The trendy Meatpacking District is home to a plethora of designer boutiques, from Diane Von Furstenberg to Tory Burch, and is much easier to browse than hectic Fifth Avenue. That being said, if you avoid weekends, Fifth can be an absolutely magical experience. Tiffany & Co, Harry Winston and Bergdorf Goodman should be on every Gossip Girl fan’s must-visit list. For tech lovers, the Apple Store here a sight to behold: a glass cube in front of famed toy store FAO Schwartz, if you venture down the spiral staircase you’ll find yourself in i-Heaven. Oh, and did we mention that it’s open 24 hours a day, 365 days a year? Only in NY.
An evening venture across the Brooklyn Bridge was definitely a holiday highlight. Taking in the sunset during our walk over the mile-long structure, we headed to Williamsburg, more specifically the Brooklyn Night Bazaar. An underground warehouse party-come-market, over 200 stalls were filled with vintage wares, tasty treats and handmade goodies from local sellers. Table tennis tournaments were taking place across six ping pong tables and up and coming bands The Pains of Being Pure at Heart and Black Marble were amongst those providing the soundtrack. I could have bought just about everything on display, but I controlled my urges and settled on a pair of high tops from cool sneaker brand Be&D, which have barely been off my feet since.
Of course, we didn’t avoid traditional tourist traps altogether during our trip- far from it. We took the elevator to the 186th floor of the Empire State Building by day and whizzed 850ft to the Top of the Rock by night, and were left utterly speechless by both views. A trip on the (free) Staten Island Ferry killed two birds with one stone, allowing us to take in the Statue of Liberty, while pretending we were off to judge naked firemen a la Sex and the City.
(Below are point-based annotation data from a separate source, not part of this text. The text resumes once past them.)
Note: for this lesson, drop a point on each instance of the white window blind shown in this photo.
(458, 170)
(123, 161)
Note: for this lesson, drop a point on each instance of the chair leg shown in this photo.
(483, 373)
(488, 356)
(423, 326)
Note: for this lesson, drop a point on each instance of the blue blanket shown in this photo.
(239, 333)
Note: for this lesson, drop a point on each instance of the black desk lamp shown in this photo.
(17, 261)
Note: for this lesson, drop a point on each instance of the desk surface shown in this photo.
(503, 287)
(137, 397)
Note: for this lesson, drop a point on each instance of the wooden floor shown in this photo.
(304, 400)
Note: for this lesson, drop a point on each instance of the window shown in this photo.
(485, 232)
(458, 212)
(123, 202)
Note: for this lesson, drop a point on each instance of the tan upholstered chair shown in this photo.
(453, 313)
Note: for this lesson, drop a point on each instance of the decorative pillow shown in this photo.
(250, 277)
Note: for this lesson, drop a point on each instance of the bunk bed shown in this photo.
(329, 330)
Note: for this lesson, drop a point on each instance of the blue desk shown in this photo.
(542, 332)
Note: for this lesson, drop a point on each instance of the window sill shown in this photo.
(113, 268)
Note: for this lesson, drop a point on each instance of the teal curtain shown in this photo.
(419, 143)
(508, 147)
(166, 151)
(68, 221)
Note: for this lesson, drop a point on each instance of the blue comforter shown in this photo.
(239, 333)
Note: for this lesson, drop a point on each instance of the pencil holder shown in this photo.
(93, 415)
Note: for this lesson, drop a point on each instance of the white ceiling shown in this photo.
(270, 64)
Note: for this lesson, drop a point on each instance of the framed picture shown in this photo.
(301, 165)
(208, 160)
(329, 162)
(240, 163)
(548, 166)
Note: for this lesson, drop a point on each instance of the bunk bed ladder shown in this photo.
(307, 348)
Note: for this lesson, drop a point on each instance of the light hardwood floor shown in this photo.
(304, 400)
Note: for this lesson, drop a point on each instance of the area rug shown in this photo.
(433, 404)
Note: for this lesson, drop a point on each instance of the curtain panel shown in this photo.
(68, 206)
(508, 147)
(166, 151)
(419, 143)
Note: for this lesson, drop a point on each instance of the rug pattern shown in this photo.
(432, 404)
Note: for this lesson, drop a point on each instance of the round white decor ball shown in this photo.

Residing on Broadway for a week really meant that we had no excuse not to catch a show and Bring It On: The Musical made the cut. Visiting in December, we had the added buzz of all the Christmas and Hanukah celebrations, allowing us the pleasure of Dr Seuss’ How The Grinch Stole Christmas! The Musical at Madison Square Garden, a spot of outdoor ice skating (we chose the quieter Bryant Park rink, which offers unlimited free skating time, over the more crowded and expensive Central Park and Rockefeller Centre rinks), and the pièce de résistance: the Rockefeller Tree. Macaulay Culkin eat your heart out.
Whichever time of year you choose to visit, rest assured that the magic of the movies really does exist in New York… just maybe not in Times Square.